We have long advocated this strategy, and now it seems to have been embraced by major institutional investors, suggesting the strategy is poised to enter a golden age as investors confront negative interest rates, and extraordinary low rates.
In recent sessions, when the stock market seemed poised to suffer acute declines due to the pending impeachment proceedings against President Donald Trump, the cash-secured put sale strategy exploded in popularity. Rather than selling stocks, or even buying defensive puts to protect stocks, which is what one would normally expect during a sharp decline, some investors sold puts, often in very large sizes.
Among the key trades:
- In Procter & Gamble (PG), an investor sold 7,000 October $118 puts at 45 cents.
- In Clorox (CX), an investor sold 5,000 October $70 puts for at prices down to 29 cents.
- In BorgWarner (BWA), Investors sold 3,000 December $27.5 puts at 47 cents.
- In Kraft Heinz (KHC), investors sold 2,500 October $26.50 puts at 20 cents.
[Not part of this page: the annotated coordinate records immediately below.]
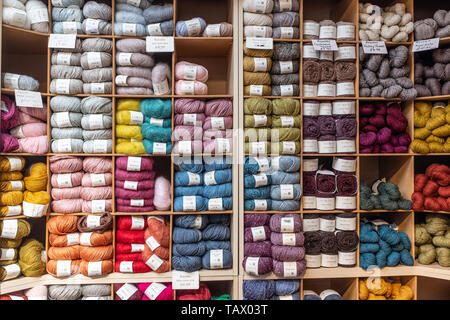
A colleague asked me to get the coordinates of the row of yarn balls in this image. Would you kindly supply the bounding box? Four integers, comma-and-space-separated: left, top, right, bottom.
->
0, 95, 48, 154
411, 163, 450, 212
411, 101, 450, 153
0, 219, 45, 281
414, 214, 450, 267
46, 213, 114, 278
359, 277, 414, 300
0, 157, 50, 219
359, 102, 411, 153
359, 178, 413, 211
359, 220, 414, 270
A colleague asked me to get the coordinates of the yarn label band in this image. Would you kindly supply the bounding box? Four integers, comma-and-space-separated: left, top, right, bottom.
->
246, 37, 273, 50
123, 180, 138, 191
144, 282, 167, 300
312, 39, 338, 51
145, 37, 175, 52
412, 38, 439, 52
209, 249, 223, 270
172, 270, 200, 290
116, 282, 138, 300
48, 33, 77, 49
362, 40, 387, 54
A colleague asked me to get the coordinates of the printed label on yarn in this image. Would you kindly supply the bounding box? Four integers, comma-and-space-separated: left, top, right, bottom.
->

- In Ford Motor (F) investors sold 40,000 November $8 puts at $2.95.
- In McDonald’s (MCD), investors sold 20,000 January $190 puts at $2.75.
- In Walmart (WMT), investors sold 15,000 October $38 puts at 31 cents.
- In Symantec (SYMC), investors sold 10,000 October $23 puts at 35 cents.
The size of the put sales was extraordinarily unusual.
Major investors—and that is the only type of investor who could afford to trade puts that represent tens of thousands of shares of stock—often just focus on buying stocks. They rarely sell large amounts of puts as a way to control equities. This reflects a historical mistrust of options, concerns about options liquidity, and a broad stock-centric bias that exists in the institutional money management industry. Those biases, however, have been eroding in recent years and they now seem poised fade as all investors are now increasingly confronting a world in which it is hard to generate meaningful investment yields without taking on significant risks.
The big put sale trades, which Chris Jacobsosn, a Susquehanna Financial Group strategist notified his clients about, should thus be viewed as a sign that the humble cash-secured put strategy is no longer a secret of well-heeled individual investors with the resources and smarts to determine their own outcomes.
Now, it seems the strategy is poised to grow in use and importance at a time of extraordinary singularity in the markets, economy and Washington.